Eight Days, We Know and Shutdown are interspersed with What’s In It For Me and Deviant’s pairing of Scene This and Hidden Agenda. This is my first Pitchshifter show since they headlined at Damnation Festival back in 2008, and it doesn’t seem that the years have been unkind to either the band themselves or the significance of their music.

PSI’s Down takes us into the closing trio of .com tunes, the 8-bit stylings of W.Y.S.I.W.Y.G., which might not mean a whole lot to folk below a certain age; the chaotic Please Sir takes us up to the limit and the closer, Genius, stomps its electronic boots all over the wearied souls of Leicester, who rise to the occasion one last time.

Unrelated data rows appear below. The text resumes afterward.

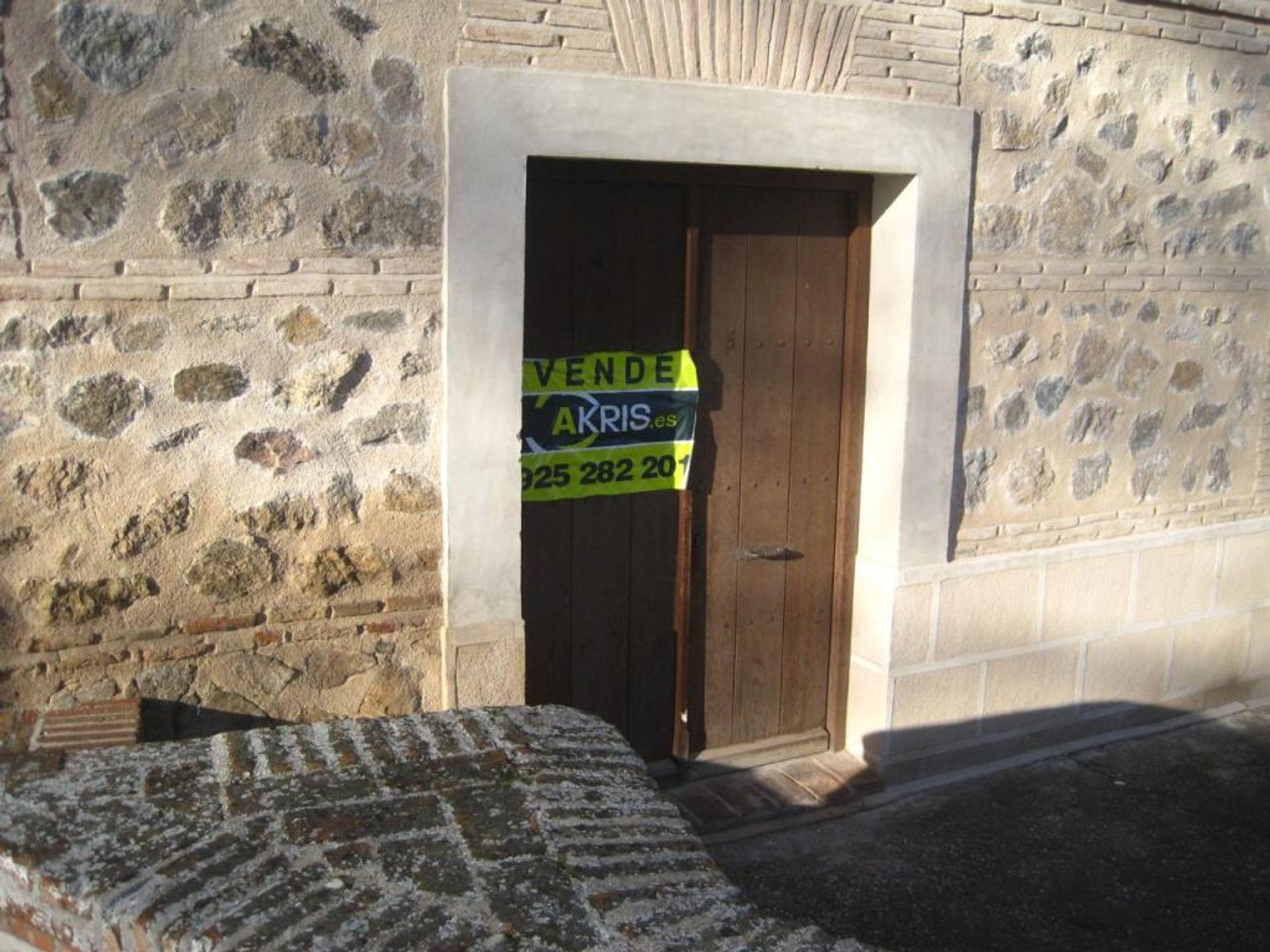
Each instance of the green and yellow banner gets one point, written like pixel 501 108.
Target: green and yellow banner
pixel 606 424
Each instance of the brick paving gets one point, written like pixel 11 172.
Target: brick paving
pixel 484 829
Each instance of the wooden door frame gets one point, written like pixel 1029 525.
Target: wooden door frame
pixel 855 319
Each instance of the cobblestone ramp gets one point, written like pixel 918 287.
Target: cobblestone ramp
pixel 483 829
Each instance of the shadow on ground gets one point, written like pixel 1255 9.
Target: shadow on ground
pixel 1159 843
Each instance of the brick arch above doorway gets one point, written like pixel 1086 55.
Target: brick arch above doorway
pixel 921 161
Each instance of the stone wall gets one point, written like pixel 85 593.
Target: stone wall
pixel 222 374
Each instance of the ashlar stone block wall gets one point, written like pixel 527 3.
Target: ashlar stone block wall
pixel 222 323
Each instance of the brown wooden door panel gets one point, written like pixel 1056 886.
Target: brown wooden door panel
pixel 606 270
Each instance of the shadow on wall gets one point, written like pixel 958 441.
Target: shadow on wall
pixel 1158 842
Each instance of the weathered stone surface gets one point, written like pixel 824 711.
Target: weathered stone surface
pixel 1031 477
pixel 1226 202
pixel 1049 394
pixel 415 364
pixel 1187 376
pixel 1137 367
pixel 302 327
pixel 178 438
pixel 396 423
pixel 409 493
pixel 142 532
pixel 112 46
pixel 1093 422
pixel 324 382
pixel 382 321
pixel 1126 241
pixel 397 91
pixel 343 147
pixel 1244 240
pixel 1013 349
pixel 167 682
pixel 21 394
pixel 281 451
pixel 1090 475
pixel 1171 210
pixel 1202 415
pixel 1199 171
pixel 353 23
pixel 140 335
pixel 83 205
pixel 343 500
pixel 1187 243
pixel 181 125
pixel 1000 227
pixel 1121 131
pixel 1013 414
pixel 105 405
pixel 1094 356
pixel 78 602
pixel 1067 218
pixel 201 214
pixel 374 219
pixel 286 513
pixel 54 95
pixel 334 569
pixel 1218 479
pixel 59 483
pixel 1144 430
pixel 210 383
pixel 241 683
pixel 1148 479
pixel 275 48
pixel 976 403
pixel 1011 132
pixel 1155 165
pixel 232 568
pixel 976 467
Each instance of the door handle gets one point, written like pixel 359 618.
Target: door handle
pixel 771 554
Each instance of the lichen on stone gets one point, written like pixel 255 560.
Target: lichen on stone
pixel 111 45
pixel 232 568
pixel 374 219
pixel 273 46
pixel 103 405
pixel 201 214
pixel 84 205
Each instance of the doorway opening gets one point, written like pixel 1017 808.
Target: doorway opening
pixel 709 626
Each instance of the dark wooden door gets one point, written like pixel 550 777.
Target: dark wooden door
pixel 613 260
pixel 603 272
pixel 771 350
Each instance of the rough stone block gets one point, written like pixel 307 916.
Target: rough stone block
pixel 1032 682
pixel 1209 654
pixel 987 612
pixel 1245 575
pixel 1175 582
pixel 1086 596
pixel 1128 668
pixel 489 673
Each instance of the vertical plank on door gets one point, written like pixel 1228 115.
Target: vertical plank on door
pixel 657 249
pixel 546 528
pixel 716 463
pixel 822 274
pixel 603 281
pixel 771 291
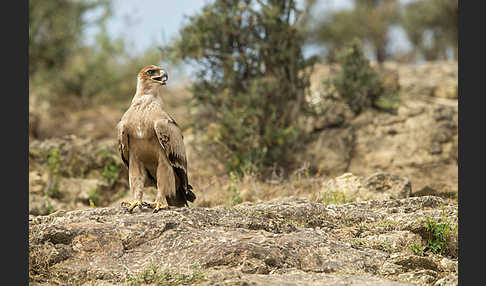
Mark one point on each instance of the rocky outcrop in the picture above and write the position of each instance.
(290, 241)
(420, 141)
(379, 186)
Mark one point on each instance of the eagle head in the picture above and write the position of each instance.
(152, 76)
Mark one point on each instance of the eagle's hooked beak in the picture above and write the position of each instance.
(161, 78)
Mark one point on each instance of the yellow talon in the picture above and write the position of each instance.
(157, 206)
(132, 205)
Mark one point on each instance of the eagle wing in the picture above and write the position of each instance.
(172, 142)
(123, 143)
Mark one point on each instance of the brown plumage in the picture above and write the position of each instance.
(151, 145)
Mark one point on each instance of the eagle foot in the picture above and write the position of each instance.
(131, 205)
(157, 206)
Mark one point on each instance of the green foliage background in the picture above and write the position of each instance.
(249, 96)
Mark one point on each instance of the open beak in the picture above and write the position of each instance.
(161, 78)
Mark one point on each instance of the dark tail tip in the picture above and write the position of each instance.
(190, 196)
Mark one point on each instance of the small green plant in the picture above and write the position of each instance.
(53, 164)
(233, 192)
(334, 197)
(439, 230)
(154, 275)
(93, 197)
(49, 207)
(417, 249)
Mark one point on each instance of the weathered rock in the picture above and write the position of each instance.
(330, 152)
(450, 280)
(379, 186)
(419, 142)
(292, 240)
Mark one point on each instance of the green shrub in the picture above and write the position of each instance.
(251, 80)
(358, 83)
(438, 241)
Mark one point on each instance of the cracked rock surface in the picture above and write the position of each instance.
(286, 241)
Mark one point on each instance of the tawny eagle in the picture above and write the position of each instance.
(151, 146)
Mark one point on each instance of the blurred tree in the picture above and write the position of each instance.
(432, 27)
(252, 78)
(66, 69)
(55, 30)
(368, 20)
(359, 84)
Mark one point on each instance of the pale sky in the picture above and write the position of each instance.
(147, 22)
(155, 22)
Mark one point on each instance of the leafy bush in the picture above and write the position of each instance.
(251, 79)
(359, 84)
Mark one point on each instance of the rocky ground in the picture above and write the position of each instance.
(291, 241)
(381, 210)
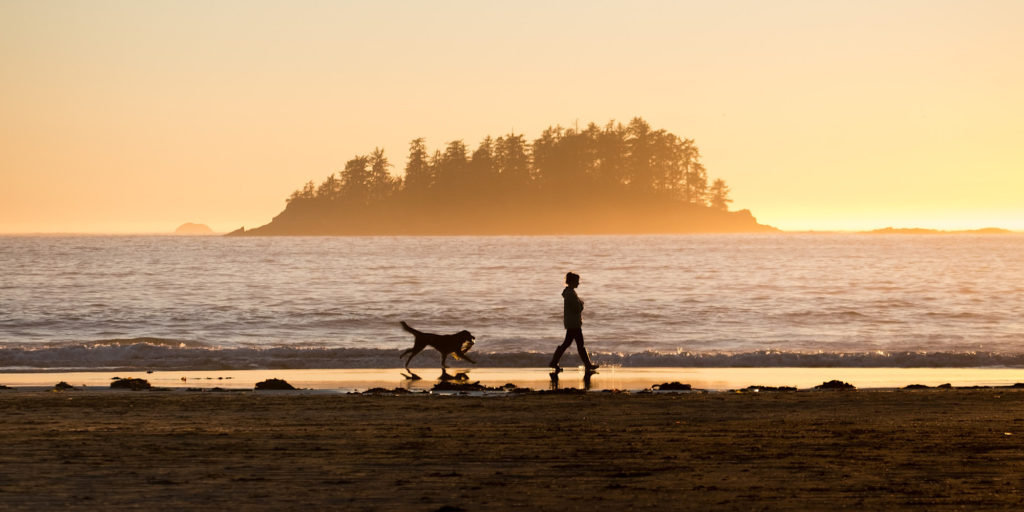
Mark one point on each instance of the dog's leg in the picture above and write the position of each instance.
(415, 350)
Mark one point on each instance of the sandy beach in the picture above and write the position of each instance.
(930, 450)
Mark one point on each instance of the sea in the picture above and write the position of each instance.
(781, 300)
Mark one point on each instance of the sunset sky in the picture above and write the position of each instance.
(136, 117)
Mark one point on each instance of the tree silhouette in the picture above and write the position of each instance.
(719, 196)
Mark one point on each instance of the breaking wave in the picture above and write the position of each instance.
(157, 353)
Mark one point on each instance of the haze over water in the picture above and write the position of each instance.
(670, 294)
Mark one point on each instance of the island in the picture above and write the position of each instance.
(613, 178)
(194, 228)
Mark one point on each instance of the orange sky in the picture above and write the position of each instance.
(136, 117)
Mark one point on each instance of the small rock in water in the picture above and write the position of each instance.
(274, 384)
(834, 384)
(133, 384)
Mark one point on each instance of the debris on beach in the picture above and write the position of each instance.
(133, 384)
(446, 385)
(765, 389)
(274, 384)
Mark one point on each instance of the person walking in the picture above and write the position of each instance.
(572, 318)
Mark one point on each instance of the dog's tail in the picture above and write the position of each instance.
(411, 330)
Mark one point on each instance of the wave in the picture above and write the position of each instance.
(155, 353)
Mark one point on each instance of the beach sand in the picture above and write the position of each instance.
(931, 450)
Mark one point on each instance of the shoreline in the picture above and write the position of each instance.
(796, 451)
(607, 379)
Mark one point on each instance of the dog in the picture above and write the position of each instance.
(448, 344)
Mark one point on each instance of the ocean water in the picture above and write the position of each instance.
(749, 300)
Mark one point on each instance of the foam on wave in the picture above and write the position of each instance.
(152, 353)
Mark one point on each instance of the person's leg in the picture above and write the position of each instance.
(561, 349)
(578, 335)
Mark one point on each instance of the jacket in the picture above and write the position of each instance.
(573, 309)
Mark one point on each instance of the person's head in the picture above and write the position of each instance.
(572, 280)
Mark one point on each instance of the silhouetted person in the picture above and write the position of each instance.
(572, 317)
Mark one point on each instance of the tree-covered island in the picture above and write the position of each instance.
(611, 179)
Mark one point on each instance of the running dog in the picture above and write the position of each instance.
(448, 344)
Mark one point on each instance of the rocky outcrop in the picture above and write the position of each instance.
(274, 385)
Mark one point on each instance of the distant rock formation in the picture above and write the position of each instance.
(194, 228)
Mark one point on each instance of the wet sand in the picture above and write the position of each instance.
(931, 450)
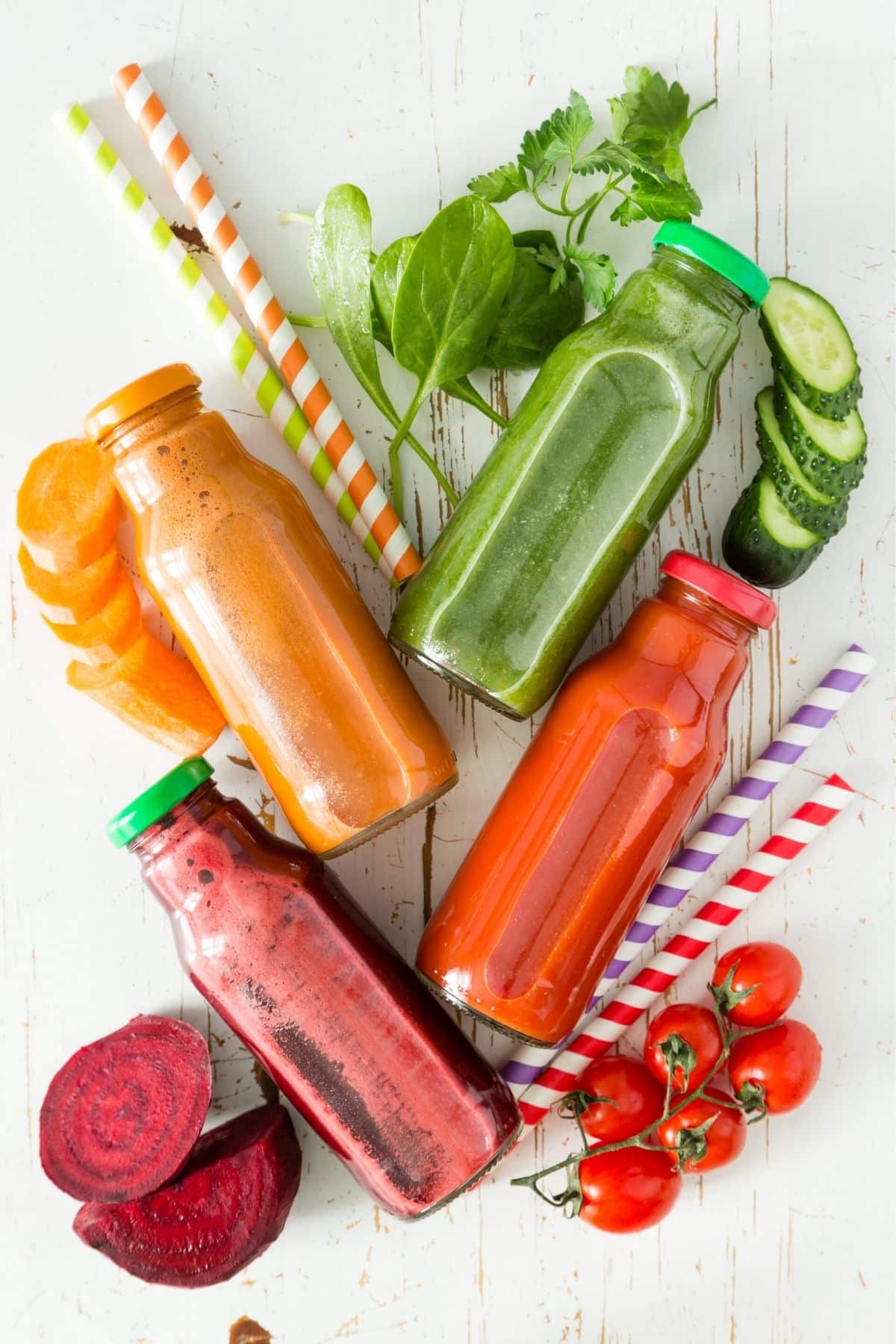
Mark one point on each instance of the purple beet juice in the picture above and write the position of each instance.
(354, 1041)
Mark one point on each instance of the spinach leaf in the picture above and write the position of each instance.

Photo Credit: Tim Finch Photography
Photo Credit: Tim Finch Photography

The future of the Leicester Academy seems in doubt going forward, with contracts coming to an end and uncertainty surround any new operator, yet Uprising have confirmed the 2027 show will go ahead at an as-yet undisclosed venue. Perhaps not the country’s most glamourous, must-attend, festival, but Uprising is the heartbeat of what makes festivals of such vital importance. Not only do they give people like me the ability to chunner-on for three-thousand words, but also the chance to catch up with folks you don’t see from one event to the next.

More importantly, it allows bands to showcase their wares and lets up hear your soon-to-be new favourite band for the first time. And long may that continue.